That winding path starts in Peoria, Murk's hometown, where she discovered her love of theater and performing on stage. It continues to Florida, where she moved with her mom after a death in her family left them feeling disillusioned and disappointed with God. It took her to a performing arts high school in Tampa, where she discovered street culture – the good and the bad – and where she fell in love with hip hop.It took her from one college major to the next, to a toxic group of friends, to a career she wasn’t sure she wanted.
“I got so burned out. I just got frustrated,” she remembers.“I remember this one day when I was crying in my car, and I was like 20 years old, and I was just saying, ‘I don’t know what to do God.’”
Tensions at home had reached a breaking point, too. In the quiet after the storm, Murk’s mom turned to prayerand laid down one simple rule: if you want to live in this house, you must go to church.Murk agreed, though at first that Sunday morning routine didn’t do much to change her Saturday nights. She remembers the day when her direction really changed.
"I just knew I wasn’t happy,” she says. “I came home from church one day and I was just crying in my room, I was talking to God, ‘I just really want a relationship with you, to know you better, to change my life and start over. I just started confessing these things out loud, like ‘I am bold’ and ‘I am courageous’ and I remember this feeling came over me. It was a feeling of release of so much pain, and so much worry, and so much stress."
After that day, a switch was flipped. Murk felt like that winding path was finally headed in the right direction – but God was just getting started.
Murk’s love of hip hop had never faded. When her mom tried to get her to listen to a Christian rapper she’d found online, Murk was skeptical. But the rapper was Lecrae and the mixtape was Church Clothes. “I was like, this is Don Cannon – this isn’t Christian music!” she laughs. “But then I started listening to his lyrics and I realized that it was, and it was really good.”
This wasn't corny or cheesy – it was as good as anything else Murk had listened to, and she didn’t stop listening to it for weeks.It wasn't long before she inspired to start writing some verses again. Murk called her cousin, who was still making beats, and they worked on a track. When he posted a video of her rapping on YouTube, the reaction was instant.
“People were writing on my Facebook page, saying, “Oh my gosh, girl! You can rap! You’re so good!’” she says.“And I was like, ‘I am?’ And after that the music started growing. I was writing songs all the time.”
Everything after that happened so fast that it should be a blur, but Murk remembers every detail. She wrote, constantly. She was inspired, constantly. In a matter of months she had dozens of songs, a few performances under her belt and an opportunity to compete for $5,000 and a record contract in Miami.
"At the time I had only been rapping for like five months," she says. But it didn't matter – the path was winding again and Murk wasn't the one charting the course. She went on through round after round of competition and ended up taking the trophy – and meeting one of the judges on the final panel, Universal/Dedicated Music Group recording artist Mr. Del.

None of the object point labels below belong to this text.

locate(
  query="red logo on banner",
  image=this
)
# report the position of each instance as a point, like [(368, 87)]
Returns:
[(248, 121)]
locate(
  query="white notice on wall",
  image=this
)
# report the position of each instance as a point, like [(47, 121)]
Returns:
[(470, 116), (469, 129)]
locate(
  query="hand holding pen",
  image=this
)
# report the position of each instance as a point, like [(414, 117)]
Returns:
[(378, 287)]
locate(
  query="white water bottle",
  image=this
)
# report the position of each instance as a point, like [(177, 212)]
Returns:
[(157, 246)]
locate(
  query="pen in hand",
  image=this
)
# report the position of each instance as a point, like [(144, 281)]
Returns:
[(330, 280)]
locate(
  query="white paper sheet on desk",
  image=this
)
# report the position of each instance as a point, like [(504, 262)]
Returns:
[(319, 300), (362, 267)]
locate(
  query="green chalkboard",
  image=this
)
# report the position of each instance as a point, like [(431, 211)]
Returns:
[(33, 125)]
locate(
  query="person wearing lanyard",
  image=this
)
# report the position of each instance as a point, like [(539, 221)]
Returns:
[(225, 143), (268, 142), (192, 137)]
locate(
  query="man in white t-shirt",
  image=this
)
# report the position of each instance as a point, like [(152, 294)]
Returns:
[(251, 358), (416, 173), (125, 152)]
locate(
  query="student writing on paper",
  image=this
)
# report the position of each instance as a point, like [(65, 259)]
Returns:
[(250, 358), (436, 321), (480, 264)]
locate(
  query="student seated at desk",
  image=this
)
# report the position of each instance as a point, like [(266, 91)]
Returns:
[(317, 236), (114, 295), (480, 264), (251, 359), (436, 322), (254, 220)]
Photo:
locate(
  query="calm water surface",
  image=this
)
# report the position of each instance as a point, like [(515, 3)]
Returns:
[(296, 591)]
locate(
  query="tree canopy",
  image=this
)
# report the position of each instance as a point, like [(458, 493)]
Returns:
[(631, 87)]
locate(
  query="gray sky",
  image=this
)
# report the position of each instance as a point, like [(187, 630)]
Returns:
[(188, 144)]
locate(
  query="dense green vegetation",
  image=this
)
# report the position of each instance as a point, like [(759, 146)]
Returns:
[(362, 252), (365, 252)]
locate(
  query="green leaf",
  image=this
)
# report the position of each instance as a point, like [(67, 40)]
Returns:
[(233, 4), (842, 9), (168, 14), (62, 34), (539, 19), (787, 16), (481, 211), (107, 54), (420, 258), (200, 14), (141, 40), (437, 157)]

"Once I got through that first round of the competition it dawned on me that this could be it, this could be the moment and I needed to take it seriously and start confessing it,” Murk says. “I had been speaking this stuff and I believed it. Where everyone else was just like, ‘Well, maybe I’ll win, we’ll see what happens’ – I had been talking to God and telling God I was going to win. I knew that faith was what was going to make it happen."
It wasn’t long before the high of winning the contest was shattered as the promises started to unravel. Things didn't turn out the way she'd hoped and she was left without a recording contract.
"I felt like, ‘Hey God, this whole time I’ve changed my life for you, this wasn’t even necessarily my dream. It was a calling. And then for this to happen?’” she says.“It was like everything that could go wrong, did. I was so frustrated, but there was something in me that was like, ‘Just trust God.’ If he wants this to happen then it is His responsibility.”
A few months later, Murk got a call from Mr. Del. She’ll never forget that day, because until the phone rang it was one of those days when every domino seemed to be falling on her, all in a row. Her car had broken down. Her bank account was in the red. She was no closer to that right path, she thought, than she had been before the contest.
“When Mr. Del called he said he just wanted to check in on me and see how things were going after the competition,” she remembers. “I told him what happened and he said he was glad that God put me on his heart and glad that he called me.”
The winding path had finally led Murk to Mr. Del and a deal with his label, Dedicated Music Group. In 2013, Murk and her mom gave away everything they owned and packed up – nothing but their clothes – into one car and moved to Memphis. Since then, they’ve watched as God has provided for their journey every step of the way.
“Murk does mean to kill,” she admits. “But God showed me that you have to kill your flesh daily in order to walk and be with Christ. I had to kill the old person that I was in order to be this new person.”
In the summer of 2014 Murk released her album Murk In Season (featuring the smash hit “P31”). After the viral success of her music video for “P31” it became clear that the Proverbs 31 woman was more than just an idea or a single song – it was a movement. She’ll continue that movement with her forthcoming EP, P31, out this spring on Universal/DMG.